Let's now have a look at how we can create a BPE tokenizer like the one used for training GPT-2. The first step is to create a `Tokenizer` with an empty `BPE` model:

In [14]:
tokenizer = Tokenizer(models.BPE())

Like before, we have to add the optional normalization (not used in the case of GPT-2) and we need to specify a pre-tokenizer before training. In the case of GPT-2, the pre-tokenizer used is a byte level pre-tokenizer:

In [15]:
tokenizer.pre_tokenizer = pre_tokenizers.ByteLevel(add_prefix_space=False)

If we want to have a quick look at how it preprocesses the inputs, we can call the `pre_tokenize_str` method:

In [16]:
tokenizer.pre_tokenizer.pre_tokenize_str("This is an example!")

[('This', (0, 4)),
 ('Ġis', (4, 7)),
 ('Ġan', (7, 10)),
 ('Ġexample', (10, 18)),
 ('!', (18, 19))]

We used the same default as for GPT-2 for the prefix space, so you can see that each word gets an initial `'Ġ'` added at the beginning, except the first one.

We can now train our tokenizer! This time we use a `BpeTrainer`.

In [17]:
trainer = trainers.BpeTrainer(vocab_size=25000, special_tokens=["[EOS]"])
tokenizer.train_from_iterator(batch_iterator(), trainer=trainer)

To finish the whole pipeline, we have to include the post-processor and decoder:

In [18]:
tokenizer.post_processor = processors.ByteLevel(trim_offsets=False)
tokenizer.decoder = decoders.ByteLevel()

And like before, we finish by wrapping this in a Transformers tokenizer object:

In [19]:
from transformers import GPT2TokenizerFast

bpe_tokenizer = GPT2TokenizerFast(tokenizer_object=tokenizer)

## Use your new tokenizer to train a language model!
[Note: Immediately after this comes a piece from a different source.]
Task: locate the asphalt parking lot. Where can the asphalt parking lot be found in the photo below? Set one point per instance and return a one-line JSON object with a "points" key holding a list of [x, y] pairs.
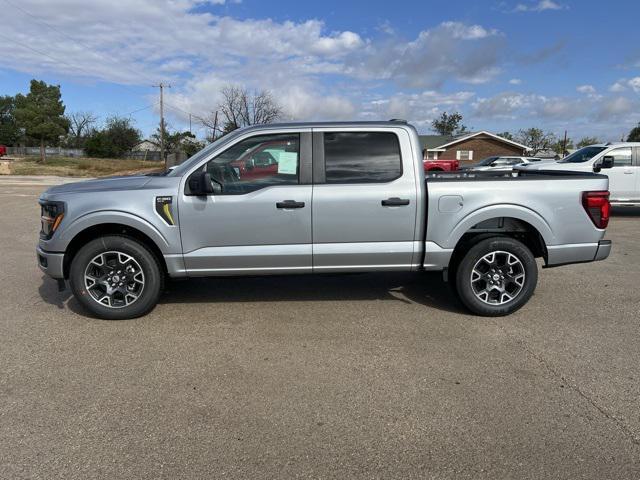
{"points": [[362, 376]]}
You can either use your new tokenizer in the language modeling from scratch notebook [Link to come] or use the `--tokenizer_name` argument in the [language modeling scripts](https://github.com/huggingface/transformers/tree/master/examples/pytorch/language-modeling) to use it there to train a model from scratch.

In [20]:
bpe_tokenizer(dataset[:5]["text"])

{'input_ids': [[], [238, 8576, 9441, 2987, 238, 252], [], [4657, 74, 4762, 826, 8576, 428, 466, 609, 6881, 412, 204, 9441, 311, 2746, 466, 10816, 168, 99, 150, 192, 112, 14328, 3983, 112, 4446, 94, 18288, 4446, 193, 3983, 98, 3983, 22171, 95, 19, 201, 6374, 209, 8576, 218, 198, 3455, 1972, 428, 310, 201, 5099, 3242, 227, 281, 8576, 9441, 2987, 2553, 1759, 201, 301, 196, 13996, 1496, 277, 2330, 1464, 674, 1898, 307, 742, 3541, 225, 7514, 14, 54, 719, 274, 198, 4777, 15522, 209, 19895, 221, 1341, 1633, 221, 1759, 201, 322, 301, 198, 1368, 674, 221, 198, 8576, 843, 209, 2468, 1795, 223, 198, 1049, 9595, 218, 13996, 225, 1563, 277, 582, 6493, 281, 457, 14371, 201, 198, 1422, 3373, 7452, 227, 198, 455, 674, 225, 4687, 198, 239, 21976, 239, 201, 196, 21657, 1680, 3773, 5591, 198, 4196, 218, 4679, 427, 661, 198, 3518, 1288, 220, 1051, 516, 889, 3947, 1922, 2500, 225, 390, 2065, 744, 872, 198, 7592, 3773, 239, 1975, 251, 208, 89, 22351, 239, 209, 252], [261, 674, 959, 1921, 221, 1462, 201, 760

In [21]:
bpe_tokenizer.SPECIAL_TOKENS_ATTRIBUTES

['bos_token',
 'eos_token',
 'unk_token',
 'sep_token',
 'pad_token',
 'cls_token',
 'mask_token',
 'additional_special_tokens']

In [22]:
bpe_tokenizer.vocab_size

25000

In [25]:
from itertools import islice

for key, value in islice(bpe_tokenizer.vocab.items(), 25):
    print(f"{key}: {value}")

ĠYard: 22508
ĠSpecific: 21728
ĠFlotilla: 19671
ĠChutzpah: 20345
rance: 4092
igade: 1887
Ġexhibits: 16588
ĠBeth: 11660
Ġaccur: 6781
ĠDraws: 24539
Ġweaker: 21409
umm: 16377
itage: 6576
Ġspeeds: 18895
ĠBing: 24899
Ġdestruct: 15077
tha: 17367
incl: 12430
Ġintake: 22459
ĠKhan: 9964
ĠBes: 11241
Ġoccasion: 4584
Ġamateur: 8139
Ġcontainers: 19819
ĠWalk: 6586


In [28]:
vocab = bpe_tokenizer.get_vocab()
sorted_vocab = sorted(vocab.items(), key=lambda item: item[1])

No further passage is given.